Why Did Colleges Reopen During the Pandemic?

American colleges botched the pandemic from the very start. Caught off guard in the spring, most of them sent everyone home in a panic, in some cases evicting students who had nowhere else to go. School leaders hemmed and hawed all summer about what to do next and how to do it. In the end, most schools reopened their campuses for the fall, and when students returned, they brought the coronavirus along with them. Come Labor Day, 19 of the nation’s 25 worst outbreaks were in college towns, including the University of Mississippi in Oxford, Iowa State in Ames, and the University of Georgia in Athens. By early October, the White House Coronavirus Task Force estimated that as many as 20 percent of all Georgia college students might have become infected.

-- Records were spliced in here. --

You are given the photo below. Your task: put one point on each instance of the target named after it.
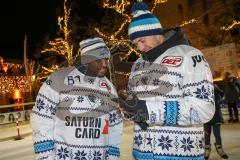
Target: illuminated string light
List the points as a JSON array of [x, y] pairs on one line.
[[227, 28], [184, 23], [62, 46], [113, 40]]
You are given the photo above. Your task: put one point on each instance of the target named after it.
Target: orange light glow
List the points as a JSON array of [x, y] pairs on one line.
[[17, 94]]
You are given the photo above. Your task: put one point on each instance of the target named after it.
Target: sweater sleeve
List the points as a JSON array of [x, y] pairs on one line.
[[195, 105], [115, 133], [42, 121]]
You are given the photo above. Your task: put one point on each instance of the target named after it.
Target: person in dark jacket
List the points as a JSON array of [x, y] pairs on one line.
[[231, 91], [215, 124]]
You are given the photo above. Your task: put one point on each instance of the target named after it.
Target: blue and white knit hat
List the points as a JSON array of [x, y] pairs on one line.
[[144, 23], [93, 49]]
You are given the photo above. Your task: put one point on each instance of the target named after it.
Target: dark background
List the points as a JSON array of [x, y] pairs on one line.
[[37, 19]]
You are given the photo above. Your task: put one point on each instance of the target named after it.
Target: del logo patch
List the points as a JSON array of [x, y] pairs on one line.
[[104, 84], [172, 60]]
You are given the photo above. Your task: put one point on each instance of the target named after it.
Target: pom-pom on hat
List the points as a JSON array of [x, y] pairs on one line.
[[93, 49], [144, 23]]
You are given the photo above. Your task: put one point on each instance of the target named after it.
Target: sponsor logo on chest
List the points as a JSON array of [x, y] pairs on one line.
[[172, 61]]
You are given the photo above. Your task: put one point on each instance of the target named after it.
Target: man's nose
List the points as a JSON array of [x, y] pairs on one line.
[[104, 62]]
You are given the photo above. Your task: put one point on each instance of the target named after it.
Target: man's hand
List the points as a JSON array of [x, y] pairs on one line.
[[134, 109]]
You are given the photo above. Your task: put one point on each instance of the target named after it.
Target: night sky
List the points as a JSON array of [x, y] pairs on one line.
[[36, 18]]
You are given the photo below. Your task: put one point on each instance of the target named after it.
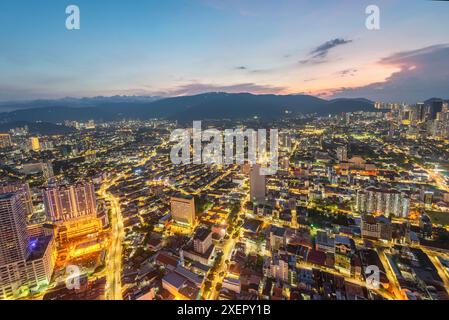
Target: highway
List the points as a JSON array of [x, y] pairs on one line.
[[114, 257]]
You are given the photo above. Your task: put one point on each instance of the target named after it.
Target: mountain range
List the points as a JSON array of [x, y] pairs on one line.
[[216, 105]]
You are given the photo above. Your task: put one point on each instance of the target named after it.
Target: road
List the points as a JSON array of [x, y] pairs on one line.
[[114, 258], [227, 251]]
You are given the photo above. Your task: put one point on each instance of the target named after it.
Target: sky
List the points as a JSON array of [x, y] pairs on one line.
[[183, 47]]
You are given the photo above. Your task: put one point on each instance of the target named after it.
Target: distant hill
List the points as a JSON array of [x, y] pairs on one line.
[[216, 105], [43, 128]]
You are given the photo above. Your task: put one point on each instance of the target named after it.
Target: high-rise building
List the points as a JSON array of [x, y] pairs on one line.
[[183, 209], [13, 236], [434, 107], [21, 188], [342, 153], [202, 241], [5, 140], [389, 202], [67, 202], [25, 262], [257, 184], [34, 143]]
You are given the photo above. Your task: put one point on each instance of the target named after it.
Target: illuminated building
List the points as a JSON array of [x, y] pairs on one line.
[[34, 143], [342, 153], [67, 202], [389, 202], [5, 140], [25, 263], [378, 228], [203, 250], [13, 237], [23, 189], [78, 227], [344, 250], [257, 184], [277, 267], [183, 210]]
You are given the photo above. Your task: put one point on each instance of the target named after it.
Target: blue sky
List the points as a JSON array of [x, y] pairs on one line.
[[178, 47]]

Who’s to blame for the turmoil? College leaders desperate to enroll students or risk financial collapse; students, feeling young and invincible, who were bound to be dumb and throw parties; red-state governments and boards that pressured universities to reopen.

But ordinary Americans also bear responsibility. They didn’t just want classes to resume in person—they wanted campuses to return to normal. By one measure, more than two-thirds of students wanted to head back to their colleges. Even parents deeply worried about the safety of their kids still packed bags and road-tripped across the country to drop them off at school. When some colleges moved to Zoom, students and parents revolted. More than 100 colleges, both private (Brown, Duke) and public (Rutgers, North Carolina), have been sued for tuition refunds. You can understand why. It costs almost $60,000 per year to attend Brown, and that’s before room, board, books, and fees.

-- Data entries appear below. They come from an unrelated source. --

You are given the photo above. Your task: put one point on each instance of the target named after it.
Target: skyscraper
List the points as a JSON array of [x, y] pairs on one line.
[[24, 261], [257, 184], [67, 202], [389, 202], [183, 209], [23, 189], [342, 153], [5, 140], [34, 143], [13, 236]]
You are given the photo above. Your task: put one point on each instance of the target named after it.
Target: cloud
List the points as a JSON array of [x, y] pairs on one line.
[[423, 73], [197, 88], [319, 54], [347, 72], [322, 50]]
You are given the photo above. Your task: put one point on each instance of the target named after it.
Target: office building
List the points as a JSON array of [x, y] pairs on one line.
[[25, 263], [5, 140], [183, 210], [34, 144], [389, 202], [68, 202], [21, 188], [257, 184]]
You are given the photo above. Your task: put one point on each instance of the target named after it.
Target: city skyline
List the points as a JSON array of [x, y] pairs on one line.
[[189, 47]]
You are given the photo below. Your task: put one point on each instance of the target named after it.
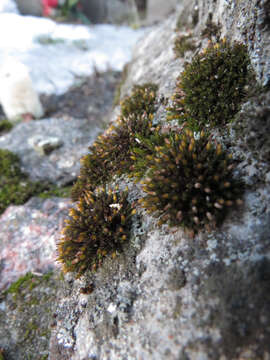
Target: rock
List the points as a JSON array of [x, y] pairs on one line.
[[28, 238], [177, 297], [60, 166], [158, 10], [44, 145]]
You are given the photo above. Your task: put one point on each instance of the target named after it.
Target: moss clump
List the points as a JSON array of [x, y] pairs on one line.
[[111, 153], [182, 44], [5, 126], [15, 188], [212, 87], [98, 226], [190, 182]]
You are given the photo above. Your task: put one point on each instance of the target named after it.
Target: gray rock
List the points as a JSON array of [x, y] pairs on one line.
[[28, 238], [158, 10], [201, 298], [44, 145], [60, 166]]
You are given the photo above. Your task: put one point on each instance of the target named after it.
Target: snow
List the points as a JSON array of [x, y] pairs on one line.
[[8, 6], [56, 54]]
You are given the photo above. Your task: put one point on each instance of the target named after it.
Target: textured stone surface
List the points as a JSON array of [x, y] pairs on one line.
[[60, 166], [28, 237], [169, 296]]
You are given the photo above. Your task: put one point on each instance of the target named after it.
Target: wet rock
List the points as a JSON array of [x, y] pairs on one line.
[[60, 166], [28, 237], [44, 145]]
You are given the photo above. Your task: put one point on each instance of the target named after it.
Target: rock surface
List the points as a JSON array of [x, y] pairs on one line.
[[169, 296], [28, 238], [176, 297], [60, 166]]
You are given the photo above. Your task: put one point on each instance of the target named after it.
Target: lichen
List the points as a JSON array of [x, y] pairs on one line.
[[212, 87], [99, 226], [190, 182], [111, 153], [15, 188]]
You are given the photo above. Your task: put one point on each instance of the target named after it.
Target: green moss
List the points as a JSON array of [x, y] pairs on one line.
[[182, 44], [111, 154], [15, 188], [212, 87], [98, 226], [5, 126], [190, 182]]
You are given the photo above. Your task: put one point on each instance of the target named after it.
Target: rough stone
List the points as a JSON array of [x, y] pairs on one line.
[[28, 238], [44, 145], [200, 298], [62, 165], [158, 9], [170, 296]]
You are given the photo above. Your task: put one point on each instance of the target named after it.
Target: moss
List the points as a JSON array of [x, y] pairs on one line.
[[111, 153], [99, 225], [15, 188], [182, 44], [2, 354], [190, 182], [5, 126], [211, 88]]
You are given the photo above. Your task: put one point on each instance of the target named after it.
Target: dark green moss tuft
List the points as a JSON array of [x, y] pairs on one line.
[[111, 153], [15, 188], [212, 87], [98, 226], [190, 182], [5, 126], [182, 44]]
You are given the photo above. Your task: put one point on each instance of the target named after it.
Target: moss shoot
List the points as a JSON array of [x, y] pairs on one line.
[[211, 88], [111, 153], [98, 227], [190, 182]]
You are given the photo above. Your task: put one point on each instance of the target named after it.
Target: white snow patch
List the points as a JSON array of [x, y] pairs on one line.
[[8, 6], [66, 52]]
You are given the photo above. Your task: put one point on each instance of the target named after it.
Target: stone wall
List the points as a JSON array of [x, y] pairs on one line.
[[169, 296]]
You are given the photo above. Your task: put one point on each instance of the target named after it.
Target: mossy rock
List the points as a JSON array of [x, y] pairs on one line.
[[212, 87]]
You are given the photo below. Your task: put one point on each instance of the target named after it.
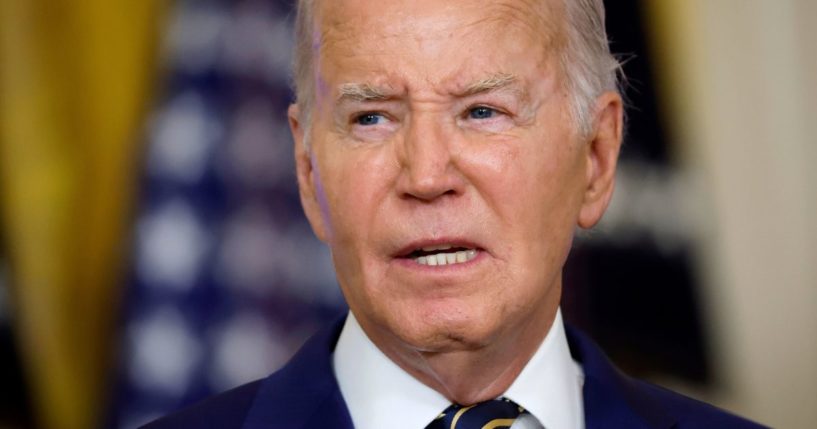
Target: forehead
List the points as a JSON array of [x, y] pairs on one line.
[[357, 32]]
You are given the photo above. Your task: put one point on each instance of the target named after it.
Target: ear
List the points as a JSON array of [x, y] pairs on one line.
[[309, 186], [602, 156]]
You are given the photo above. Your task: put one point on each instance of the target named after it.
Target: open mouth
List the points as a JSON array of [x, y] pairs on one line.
[[445, 254]]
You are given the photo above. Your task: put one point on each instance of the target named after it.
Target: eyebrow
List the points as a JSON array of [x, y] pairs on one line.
[[490, 83], [361, 92]]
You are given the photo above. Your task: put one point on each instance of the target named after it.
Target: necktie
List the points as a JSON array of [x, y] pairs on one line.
[[497, 413]]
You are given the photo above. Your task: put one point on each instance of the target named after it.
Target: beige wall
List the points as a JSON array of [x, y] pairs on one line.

But what did families think they were paying for? Classes are still happening, and degrees will still be conferred. Parents and students are miffed because they don’t really buy teaching when they pay tuition. Instead, they get something more abstract: the college experience. Some of that experience involves education—the seminar discussion in a facsimile of a medieval monastery, the cram session under the vaulted ceiling of a library, the brisk, after-class chat with a professor across a grassy quad. But most of it doesn’t, especially the stuff that can’t be done from a distance, such as moving away from home for the first time, swilling booze at a house party, touring houses during sorority rush, applying face paint for a football game, decorating the cold, cinder-block walls of a new dorm room.

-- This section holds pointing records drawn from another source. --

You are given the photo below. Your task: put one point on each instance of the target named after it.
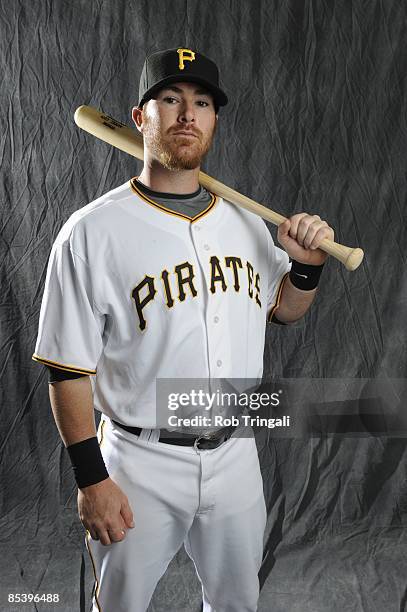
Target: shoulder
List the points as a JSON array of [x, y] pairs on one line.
[[253, 221], [93, 217]]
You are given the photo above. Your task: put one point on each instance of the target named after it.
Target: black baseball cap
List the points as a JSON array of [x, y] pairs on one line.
[[176, 65]]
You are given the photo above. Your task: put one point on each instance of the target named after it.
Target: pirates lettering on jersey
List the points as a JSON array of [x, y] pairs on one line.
[[182, 278]]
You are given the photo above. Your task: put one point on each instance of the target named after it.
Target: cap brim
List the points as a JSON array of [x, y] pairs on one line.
[[220, 97]]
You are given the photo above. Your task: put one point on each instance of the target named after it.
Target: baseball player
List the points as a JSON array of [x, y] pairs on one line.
[[160, 279]]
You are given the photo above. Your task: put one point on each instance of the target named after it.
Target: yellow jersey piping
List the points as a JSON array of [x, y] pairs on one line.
[[87, 538], [67, 367], [143, 196]]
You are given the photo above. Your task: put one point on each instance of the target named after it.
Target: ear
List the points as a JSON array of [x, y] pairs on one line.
[[137, 116]]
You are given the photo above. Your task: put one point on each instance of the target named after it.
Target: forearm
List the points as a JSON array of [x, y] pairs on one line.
[[72, 407], [294, 302]]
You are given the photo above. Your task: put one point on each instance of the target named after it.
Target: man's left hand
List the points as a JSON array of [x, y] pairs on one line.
[[300, 236]]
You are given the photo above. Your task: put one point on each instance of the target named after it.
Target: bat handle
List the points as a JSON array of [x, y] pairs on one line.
[[350, 257]]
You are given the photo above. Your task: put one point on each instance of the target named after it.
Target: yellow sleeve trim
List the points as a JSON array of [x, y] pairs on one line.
[[67, 367], [279, 292]]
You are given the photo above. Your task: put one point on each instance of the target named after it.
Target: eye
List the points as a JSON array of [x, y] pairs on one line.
[[170, 99]]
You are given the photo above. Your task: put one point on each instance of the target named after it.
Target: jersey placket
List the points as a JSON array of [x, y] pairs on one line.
[[215, 309]]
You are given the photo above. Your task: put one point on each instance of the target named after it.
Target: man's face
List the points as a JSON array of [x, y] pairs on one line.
[[178, 125]]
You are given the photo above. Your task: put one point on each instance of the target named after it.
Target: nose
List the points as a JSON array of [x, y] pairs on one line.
[[187, 112]]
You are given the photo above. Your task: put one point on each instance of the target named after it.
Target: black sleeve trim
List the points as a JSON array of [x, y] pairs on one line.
[[277, 302], [67, 367], [56, 375]]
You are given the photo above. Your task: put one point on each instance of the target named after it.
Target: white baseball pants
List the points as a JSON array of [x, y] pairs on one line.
[[209, 500]]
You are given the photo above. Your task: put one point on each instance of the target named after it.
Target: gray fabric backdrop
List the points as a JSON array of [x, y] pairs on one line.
[[316, 122]]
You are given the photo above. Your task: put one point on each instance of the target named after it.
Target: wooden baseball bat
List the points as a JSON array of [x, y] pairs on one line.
[[128, 140]]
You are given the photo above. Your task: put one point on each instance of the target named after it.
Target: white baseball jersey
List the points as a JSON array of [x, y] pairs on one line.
[[136, 292]]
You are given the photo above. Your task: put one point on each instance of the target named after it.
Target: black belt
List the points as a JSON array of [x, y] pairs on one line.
[[204, 442]]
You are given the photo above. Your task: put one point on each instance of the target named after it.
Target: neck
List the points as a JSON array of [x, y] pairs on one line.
[[158, 178]]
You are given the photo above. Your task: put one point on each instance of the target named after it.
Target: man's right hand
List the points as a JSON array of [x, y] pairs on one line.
[[105, 512]]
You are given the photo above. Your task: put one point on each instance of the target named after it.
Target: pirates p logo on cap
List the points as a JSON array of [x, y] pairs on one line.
[[179, 65], [185, 55]]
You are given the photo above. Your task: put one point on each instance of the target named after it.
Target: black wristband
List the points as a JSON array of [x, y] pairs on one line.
[[304, 276], [87, 462]]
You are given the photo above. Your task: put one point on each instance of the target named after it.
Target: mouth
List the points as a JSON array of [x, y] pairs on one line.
[[187, 134]]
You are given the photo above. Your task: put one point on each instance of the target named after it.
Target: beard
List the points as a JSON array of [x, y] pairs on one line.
[[175, 151]]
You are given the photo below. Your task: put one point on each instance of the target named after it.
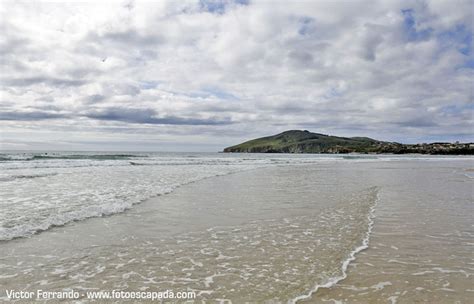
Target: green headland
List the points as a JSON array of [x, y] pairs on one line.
[[297, 141]]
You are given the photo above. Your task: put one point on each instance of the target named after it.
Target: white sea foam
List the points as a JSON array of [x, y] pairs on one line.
[[352, 256]]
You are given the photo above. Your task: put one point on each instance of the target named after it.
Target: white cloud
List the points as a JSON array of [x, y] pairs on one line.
[[394, 70]]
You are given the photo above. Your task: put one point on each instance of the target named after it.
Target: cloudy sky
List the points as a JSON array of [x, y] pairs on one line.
[[202, 75]]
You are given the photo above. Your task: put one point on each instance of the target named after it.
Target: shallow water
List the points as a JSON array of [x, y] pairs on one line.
[[275, 233]]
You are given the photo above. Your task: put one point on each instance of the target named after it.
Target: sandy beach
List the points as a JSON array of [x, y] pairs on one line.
[[340, 231]]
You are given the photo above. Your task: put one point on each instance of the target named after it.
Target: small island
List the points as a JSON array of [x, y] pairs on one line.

The pandemic is changing lots of things, some forever. Office work seems to be on the decline, as companies abandon pricey real estate and the nuisance of commutes. Online grocery shopping, once a luxury, may finally be deposing the supermarket’s century-long reign. The pandemic has upended air travel, dining out, working out, and weddings. But even though the coronavirus has massively disrupted American higher education, many colleges are already settling back into their usual routines: move-in day, rush, homecoming, and all the rest.